Rough terrain, dark forests, a night sky so deep with stars so bright, elk, deer, bear and…WOODTICKS. The Amazon. Foreign, frightening. I was way out of my comfort zone. I was an alien in a strange world. I wanted nothing more than to go home. I was Dorothy and there was no fake wizard, no balloon.
And… I had history with WOODTICKS.

Setting, the way character reacts to setting and emotion.

My shooting started out as research. As a writer of western historical, I wanted to learn a little about shooting a pistol. I had passed a NRA class many years before. I knew how to shoot a rifle, could look up what I needed as far as parts of a revolver, the mechanics and such, but I wanted to know how hard it was to be accurate, what it felt like to hold the pistol in an outstretched arm and sight down the shorter barrel.
I love to shoot as long as it’s a paper target or soda can. I love the smell of gunpowder, the smoke rising from the barrel, the ricocheting sound off canyon walls, the kick of a gun.

I love fishing. I’m just not all that fond of catching. But I had three boys and learned to help them take fish off the hook, fill a bobber with water from the lake, catch and release, restring a fishing pole, untangle a line, retie on a proper fly. Yes, sometime, in some story I write I will use every bit of it.

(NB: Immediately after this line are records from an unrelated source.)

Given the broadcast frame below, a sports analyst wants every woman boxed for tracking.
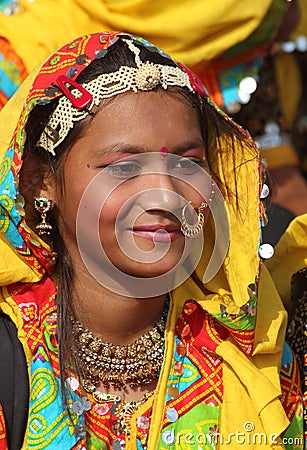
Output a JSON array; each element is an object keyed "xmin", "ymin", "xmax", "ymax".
[{"xmin": 0, "ymin": 33, "xmax": 301, "ymax": 449}]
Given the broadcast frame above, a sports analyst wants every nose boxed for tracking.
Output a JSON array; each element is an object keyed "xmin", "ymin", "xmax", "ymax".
[{"xmin": 139, "ymin": 173, "xmax": 186, "ymax": 217}]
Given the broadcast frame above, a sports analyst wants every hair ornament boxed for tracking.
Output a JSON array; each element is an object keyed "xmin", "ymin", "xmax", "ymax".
[{"xmin": 37, "ymin": 37, "xmax": 199, "ymax": 156}]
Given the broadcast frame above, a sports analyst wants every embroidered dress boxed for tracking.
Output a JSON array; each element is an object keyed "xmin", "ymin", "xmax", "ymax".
[{"xmin": 0, "ymin": 33, "xmax": 302, "ymax": 450}]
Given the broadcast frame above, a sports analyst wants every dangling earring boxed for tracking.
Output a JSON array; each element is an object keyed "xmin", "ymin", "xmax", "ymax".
[
  {"xmin": 34, "ymin": 197, "xmax": 52, "ymax": 235},
  {"xmin": 181, "ymin": 202, "xmax": 208, "ymax": 238}
]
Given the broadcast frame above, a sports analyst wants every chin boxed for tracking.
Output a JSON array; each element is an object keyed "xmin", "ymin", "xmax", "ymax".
[{"xmin": 117, "ymin": 258, "xmax": 180, "ymax": 278}]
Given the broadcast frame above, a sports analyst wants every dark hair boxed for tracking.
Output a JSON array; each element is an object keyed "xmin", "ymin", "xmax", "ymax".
[{"xmin": 20, "ymin": 39, "xmax": 255, "ymax": 408}]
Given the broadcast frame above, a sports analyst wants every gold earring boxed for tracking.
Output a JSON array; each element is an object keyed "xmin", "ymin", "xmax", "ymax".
[
  {"xmin": 34, "ymin": 197, "xmax": 52, "ymax": 235},
  {"xmin": 181, "ymin": 202, "xmax": 208, "ymax": 238}
]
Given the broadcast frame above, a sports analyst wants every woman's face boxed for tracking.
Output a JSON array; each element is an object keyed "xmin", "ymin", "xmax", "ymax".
[{"xmin": 49, "ymin": 91, "xmax": 211, "ymax": 277}]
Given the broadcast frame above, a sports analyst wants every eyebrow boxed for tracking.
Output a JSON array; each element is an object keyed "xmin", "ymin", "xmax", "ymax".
[{"xmin": 97, "ymin": 138, "xmax": 204, "ymax": 156}]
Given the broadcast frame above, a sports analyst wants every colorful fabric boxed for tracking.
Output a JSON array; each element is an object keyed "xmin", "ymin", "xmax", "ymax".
[
  {"xmin": 0, "ymin": 32, "xmax": 301, "ymax": 450},
  {"xmin": 0, "ymin": 0, "xmax": 286, "ymax": 107},
  {"xmin": 0, "ymin": 277, "xmax": 302, "ymax": 450},
  {"xmin": 0, "ymin": 36, "xmax": 26, "ymax": 109}
]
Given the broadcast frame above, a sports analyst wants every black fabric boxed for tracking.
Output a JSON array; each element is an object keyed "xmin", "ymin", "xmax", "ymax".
[{"xmin": 0, "ymin": 311, "xmax": 29, "ymax": 450}]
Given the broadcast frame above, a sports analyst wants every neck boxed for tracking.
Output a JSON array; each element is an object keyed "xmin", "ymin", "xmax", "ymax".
[{"xmin": 72, "ymin": 270, "xmax": 166, "ymax": 345}]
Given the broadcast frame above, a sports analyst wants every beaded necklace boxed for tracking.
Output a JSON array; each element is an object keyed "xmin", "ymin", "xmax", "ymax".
[{"xmin": 72, "ymin": 300, "xmax": 169, "ymax": 390}]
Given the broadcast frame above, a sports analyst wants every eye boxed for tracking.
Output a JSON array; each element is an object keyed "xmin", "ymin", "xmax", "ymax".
[
  {"xmin": 104, "ymin": 161, "xmax": 142, "ymax": 179},
  {"xmin": 171, "ymin": 158, "xmax": 204, "ymax": 174}
]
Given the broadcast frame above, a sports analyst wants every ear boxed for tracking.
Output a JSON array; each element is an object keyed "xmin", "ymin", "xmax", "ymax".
[{"xmin": 39, "ymin": 168, "xmax": 58, "ymax": 205}]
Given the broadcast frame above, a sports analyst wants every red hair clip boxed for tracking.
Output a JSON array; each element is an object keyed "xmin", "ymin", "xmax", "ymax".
[
  {"xmin": 177, "ymin": 62, "xmax": 209, "ymax": 96},
  {"xmin": 56, "ymin": 75, "xmax": 93, "ymax": 109}
]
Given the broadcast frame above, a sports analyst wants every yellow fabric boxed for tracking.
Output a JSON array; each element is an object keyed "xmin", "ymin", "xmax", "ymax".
[
  {"xmin": 0, "ymin": 69, "xmax": 48, "ymax": 286},
  {"xmin": 0, "ymin": 0, "xmax": 272, "ymax": 71},
  {"xmin": 291, "ymin": 0, "xmax": 307, "ymax": 39},
  {"xmin": 273, "ymin": 53, "xmax": 302, "ymax": 127},
  {"xmin": 266, "ymin": 214, "xmax": 307, "ymax": 311},
  {"xmin": 0, "ymin": 34, "xmax": 294, "ymax": 450},
  {"xmin": 261, "ymin": 145, "xmax": 299, "ymax": 170}
]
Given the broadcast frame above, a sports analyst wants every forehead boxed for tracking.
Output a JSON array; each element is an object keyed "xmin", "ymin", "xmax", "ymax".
[{"xmin": 84, "ymin": 90, "xmax": 202, "ymax": 151}]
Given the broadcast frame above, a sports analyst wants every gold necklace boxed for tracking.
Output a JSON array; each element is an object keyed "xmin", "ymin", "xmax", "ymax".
[
  {"xmin": 72, "ymin": 301, "xmax": 169, "ymax": 390},
  {"xmin": 81, "ymin": 380, "xmax": 156, "ymax": 438}
]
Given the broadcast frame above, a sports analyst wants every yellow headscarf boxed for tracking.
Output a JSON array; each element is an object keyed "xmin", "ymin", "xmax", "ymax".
[{"xmin": 0, "ymin": 32, "xmax": 289, "ymax": 450}]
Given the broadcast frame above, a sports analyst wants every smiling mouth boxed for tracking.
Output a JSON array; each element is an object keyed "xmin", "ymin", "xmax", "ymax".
[{"xmin": 131, "ymin": 224, "xmax": 183, "ymax": 242}]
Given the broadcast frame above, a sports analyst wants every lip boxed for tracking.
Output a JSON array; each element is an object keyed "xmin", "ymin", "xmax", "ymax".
[{"xmin": 131, "ymin": 223, "xmax": 182, "ymax": 242}]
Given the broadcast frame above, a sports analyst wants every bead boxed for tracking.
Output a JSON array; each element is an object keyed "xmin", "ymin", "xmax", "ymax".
[
  {"xmin": 167, "ymin": 386, "xmax": 179, "ymax": 400},
  {"xmin": 259, "ymin": 244, "xmax": 274, "ymax": 259},
  {"xmin": 260, "ymin": 184, "xmax": 270, "ymax": 199},
  {"xmin": 166, "ymin": 408, "xmax": 178, "ymax": 422},
  {"xmin": 75, "ymin": 425, "xmax": 86, "ymax": 439},
  {"xmin": 94, "ymin": 403, "xmax": 110, "ymax": 416},
  {"xmin": 174, "ymin": 362, "xmax": 184, "ymax": 377},
  {"xmin": 56, "ymin": 75, "xmax": 93, "ymax": 109},
  {"xmin": 176, "ymin": 342, "xmax": 186, "ymax": 356},
  {"xmin": 72, "ymin": 400, "xmax": 83, "ymax": 416},
  {"xmin": 181, "ymin": 324, "xmax": 191, "ymax": 337},
  {"xmin": 112, "ymin": 439, "xmax": 126, "ymax": 450},
  {"xmin": 134, "ymin": 61, "xmax": 161, "ymax": 91},
  {"xmin": 183, "ymin": 302, "xmax": 197, "ymax": 316},
  {"xmin": 162, "ymin": 430, "xmax": 176, "ymax": 445},
  {"xmin": 136, "ymin": 416, "xmax": 149, "ymax": 430},
  {"xmin": 65, "ymin": 377, "xmax": 79, "ymax": 392}
]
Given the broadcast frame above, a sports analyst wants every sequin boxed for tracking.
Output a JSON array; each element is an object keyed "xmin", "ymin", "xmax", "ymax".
[
  {"xmin": 166, "ymin": 408, "xmax": 178, "ymax": 422},
  {"xmin": 167, "ymin": 386, "xmax": 179, "ymax": 400},
  {"xmin": 76, "ymin": 54, "xmax": 88, "ymax": 65},
  {"xmin": 136, "ymin": 416, "xmax": 149, "ymax": 430},
  {"xmin": 259, "ymin": 244, "xmax": 274, "ymax": 259},
  {"xmin": 162, "ymin": 430, "xmax": 176, "ymax": 445},
  {"xmin": 66, "ymin": 66, "xmax": 78, "ymax": 78},
  {"xmin": 49, "ymin": 55, "xmax": 61, "ymax": 66},
  {"xmin": 260, "ymin": 184, "xmax": 270, "ymax": 198},
  {"xmin": 174, "ymin": 361, "xmax": 184, "ymax": 377},
  {"xmin": 176, "ymin": 342, "xmax": 186, "ymax": 356},
  {"xmin": 94, "ymin": 403, "xmax": 110, "ymax": 416},
  {"xmin": 75, "ymin": 425, "xmax": 86, "ymax": 439},
  {"xmin": 180, "ymin": 324, "xmax": 191, "ymax": 337},
  {"xmin": 95, "ymin": 48, "xmax": 107, "ymax": 59},
  {"xmin": 36, "ymin": 97, "xmax": 50, "ymax": 105},
  {"xmin": 44, "ymin": 86, "xmax": 59, "ymax": 97},
  {"xmin": 65, "ymin": 377, "xmax": 79, "ymax": 392},
  {"xmin": 183, "ymin": 302, "xmax": 197, "ymax": 316},
  {"xmin": 110, "ymin": 403, "xmax": 119, "ymax": 416},
  {"xmin": 112, "ymin": 439, "xmax": 126, "ymax": 450}
]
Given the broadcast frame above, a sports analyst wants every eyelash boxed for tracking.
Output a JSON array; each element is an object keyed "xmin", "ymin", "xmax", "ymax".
[{"xmin": 98, "ymin": 158, "xmax": 204, "ymax": 178}]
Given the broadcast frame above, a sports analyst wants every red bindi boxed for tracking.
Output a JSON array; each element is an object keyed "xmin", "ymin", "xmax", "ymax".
[{"xmin": 160, "ymin": 147, "xmax": 168, "ymax": 158}]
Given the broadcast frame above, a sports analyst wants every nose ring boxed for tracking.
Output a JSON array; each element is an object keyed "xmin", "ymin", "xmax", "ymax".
[{"xmin": 181, "ymin": 201, "xmax": 208, "ymax": 238}]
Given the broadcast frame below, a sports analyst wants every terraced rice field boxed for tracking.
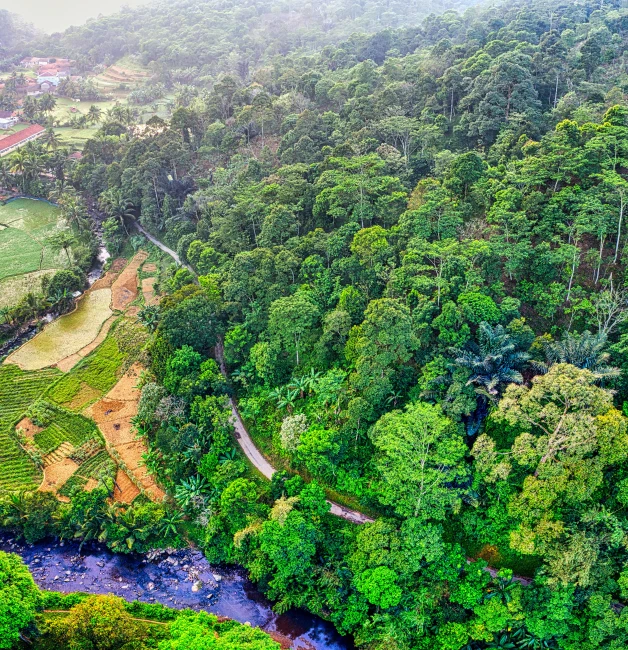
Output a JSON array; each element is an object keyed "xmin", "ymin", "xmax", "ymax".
[
  {"xmin": 33, "ymin": 404, "xmax": 100, "ymax": 454},
  {"xmin": 0, "ymin": 199, "xmax": 68, "ymax": 307},
  {"xmin": 0, "ymin": 365, "xmax": 60, "ymax": 490},
  {"xmin": 6, "ymin": 289, "xmax": 113, "ymax": 370}
]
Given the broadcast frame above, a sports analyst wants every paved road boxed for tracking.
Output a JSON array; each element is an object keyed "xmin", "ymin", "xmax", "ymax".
[
  {"xmin": 135, "ymin": 230, "xmax": 374, "ymax": 524},
  {"xmin": 216, "ymin": 341, "xmax": 374, "ymax": 524},
  {"xmin": 135, "ymin": 230, "xmax": 532, "ymax": 585}
]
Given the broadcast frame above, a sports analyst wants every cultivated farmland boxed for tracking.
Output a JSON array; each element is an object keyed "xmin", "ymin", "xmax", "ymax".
[
  {"xmin": 0, "ymin": 199, "xmax": 73, "ymax": 307},
  {"xmin": 0, "ymin": 365, "xmax": 60, "ymax": 490}
]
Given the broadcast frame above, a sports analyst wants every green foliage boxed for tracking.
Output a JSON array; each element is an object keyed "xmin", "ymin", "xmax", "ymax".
[
  {"xmin": 0, "ymin": 552, "xmax": 41, "ymax": 648},
  {"xmin": 48, "ymin": 336, "xmax": 124, "ymax": 404}
]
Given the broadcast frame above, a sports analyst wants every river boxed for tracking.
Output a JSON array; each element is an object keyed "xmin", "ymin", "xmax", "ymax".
[{"xmin": 0, "ymin": 536, "xmax": 355, "ymax": 650}]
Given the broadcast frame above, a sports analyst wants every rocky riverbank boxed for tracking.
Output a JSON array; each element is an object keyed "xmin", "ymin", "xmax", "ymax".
[{"xmin": 0, "ymin": 536, "xmax": 354, "ymax": 650}]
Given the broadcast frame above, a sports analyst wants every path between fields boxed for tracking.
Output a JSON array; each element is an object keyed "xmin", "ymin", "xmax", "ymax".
[
  {"xmin": 133, "ymin": 221, "xmax": 196, "ymax": 277},
  {"xmin": 135, "ymin": 230, "xmax": 532, "ymax": 585}
]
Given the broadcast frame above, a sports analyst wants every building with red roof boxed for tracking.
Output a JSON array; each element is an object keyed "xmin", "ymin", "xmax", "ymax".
[{"xmin": 0, "ymin": 124, "xmax": 46, "ymax": 156}]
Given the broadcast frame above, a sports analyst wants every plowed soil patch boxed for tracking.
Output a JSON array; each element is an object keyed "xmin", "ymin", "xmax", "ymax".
[
  {"xmin": 83, "ymin": 478, "xmax": 98, "ymax": 492},
  {"xmin": 142, "ymin": 278, "xmax": 159, "ymax": 305},
  {"xmin": 107, "ymin": 363, "xmax": 142, "ymax": 402},
  {"xmin": 113, "ymin": 469, "xmax": 140, "ymax": 503},
  {"xmin": 109, "ymin": 257, "xmax": 126, "ymax": 273},
  {"xmin": 39, "ymin": 458, "xmax": 79, "ymax": 492},
  {"xmin": 15, "ymin": 418, "xmax": 43, "ymax": 438},
  {"xmin": 92, "ymin": 271, "xmax": 119, "ymax": 289},
  {"xmin": 85, "ymin": 363, "xmax": 165, "ymax": 503},
  {"xmin": 111, "ymin": 251, "xmax": 148, "ymax": 311},
  {"xmin": 85, "ymin": 398, "xmax": 137, "ymax": 447}
]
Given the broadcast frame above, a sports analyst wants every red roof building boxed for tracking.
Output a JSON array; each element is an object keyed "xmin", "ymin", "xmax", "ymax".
[{"xmin": 0, "ymin": 124, "xmax": 46, "ymax": 156}]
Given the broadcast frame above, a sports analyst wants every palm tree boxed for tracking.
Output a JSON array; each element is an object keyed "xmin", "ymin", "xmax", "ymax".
[
  {"xmin": 288, "ymin": 375, "xmax": 309, "ymax": 399},
  {"xmin": 9, "ymin": 149, "xmax": 28, "ymax": 192},
  {"xmin": 451, "ymin": 322, "xmax": 530, "ymax": 399},
  {"xmin": 100, "ymin": 188, "xmax": 134, "ymax": 235},
  {"xmin": 87, "ymin": 104, "xmax": 102, "ymax": 124},
  {"xmin": 450, "ymin": 322, "xmax": 530, "ymax": 436},
  {"xmin": 58, "ymin": 192, "xmax": 88, "ymax": 230},
  {"xmin": 137, "ymin": 305, "xmax": 159, "ymax": 332},
  {"xmin": 159, "ymin": 512, "xmax": 183, "ymax": 538},
  {"xmin": 535, "ymin": 330, "xmax": 621, "ymax": 381},
  {"xmin": 174, "ymin": 474, "xmax": 209, "ymax": 509},
  {"xmin": 39, "ymin": 93, "xmax": 57, "ymax": 113}
]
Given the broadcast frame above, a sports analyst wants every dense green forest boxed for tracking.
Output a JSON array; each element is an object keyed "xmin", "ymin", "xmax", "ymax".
[
  {"xmin": 8, "ymin": 0, "xmax": 628, "ymax": 650},
  {"xmin": 0, "ymin": 9, "xmax": 36, "ymax": 57},
  {"xmin": 35, "ymin": 0, "xmax": 475, "ymax": 73}
]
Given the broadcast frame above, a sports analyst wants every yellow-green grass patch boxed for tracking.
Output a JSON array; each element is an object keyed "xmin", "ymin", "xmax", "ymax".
[
  {"xmin": 7, "ymin": 289, "xmax": 112, "ymax": 370},
  {"xmin": 0, "ymin": 122, "xmax": 31, "ymax": 140},
  {"xmin": 0, "ymin": 199, "xmax": 68, "ymax": 279},
  {"xmin": 0, "ymin": 269, "xmax": 56, "ymax": 308},
  {"xmin": 55, "ymin": 126, "xmax": 99, "ymax": 149},
  {"xmin": 47, "ymin": 334, "xmax": 124, "ymax": 411},
  {"xmin": 0, "ymin": 365, "xmax": 60, "ymax": 491}
]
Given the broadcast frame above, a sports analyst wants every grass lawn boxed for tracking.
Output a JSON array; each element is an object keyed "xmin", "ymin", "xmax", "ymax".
[
  {"xmin": 0, "ymin": 122, "xmax": 31, "ymax": 140},
  {"xmin": 0, "ymin": 199, "xmax": 68, "ymax": 280},
  {"xmin": 52, "ymin": 97, "xmax": 116, "ymax": 121},
  {"xmin": 0, "ymin": 269, "xmax": 58, "ymax": 308},
  {"xmin": 55, "ymin": 124, "xmax": 99, "ymax": 149}
]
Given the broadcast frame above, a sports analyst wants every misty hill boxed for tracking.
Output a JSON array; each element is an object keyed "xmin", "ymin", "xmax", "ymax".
[{"xmin": 33, "ymin": 0, "xmax": 476, "ymax": 76}]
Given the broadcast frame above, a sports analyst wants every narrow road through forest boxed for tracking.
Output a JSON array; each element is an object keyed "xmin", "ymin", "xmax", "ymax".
[
  {"xmin": 133, "ymin": 221, "xmax": 196, "ymax": 277},
  {"xmin": 215, "ymin": 341, "xmax": 374, "ymax": 524},
  {"xmin": 134, "ymin": 221, "xmax": 374, "ymax": 524},
  {"xmin": 135, "ymin": 229, "xmax": 532, "ymax": 585}
]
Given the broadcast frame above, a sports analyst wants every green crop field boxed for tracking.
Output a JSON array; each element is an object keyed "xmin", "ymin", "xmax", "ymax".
[
  {"xmin": 0, "ymin": 199, "xmax": 68, "ymax": 280},
  {"xmin": 55, "ymin": 126, "xmax": 98, "ymax": 149},
  {"xmin": 48, "ymin": 335, "xmax": 124, "ymax": 408},
  {"xmin": 34, "ymin": 403, "xmax": 100, "ymax": 454},
  {"xmin": 0, "ymin": 365, "xmax": 60, "ymax": 490}
]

Aren’t we lucky, us writers? No better way to stay curious and young.
(The big fish is mine.)

Thursday, January 14, 2010

Shotgun

It sits in the corner of my office, a relic. A Damascus twist double barrel glinting gunmetal old, the stock, hand-worn walnut filled and repaired. The etchings on the frame and hammer rubbed away in places speak of use and whisper history and stories I long to hear.

I’ve lusted after double-barrel shotguns at every antique fair I’ve ever gone to. I’ve always wanted one. But this, an early Valentine gift, is more than I’d ever hoped for. It’s not mint condition; rather, it’s charming in its imperfections.

I don’t know how old it is. Can’t find out anything about it on the internet, other than it was likely built before 1899, which is just another reason to love it. I love old things and nothing as much as old western things.

So, what stories could it tell me? What quirks would it have if it were safe to use? Who owned it? What were they like? What story will I grow from this unexpected gift? This seed.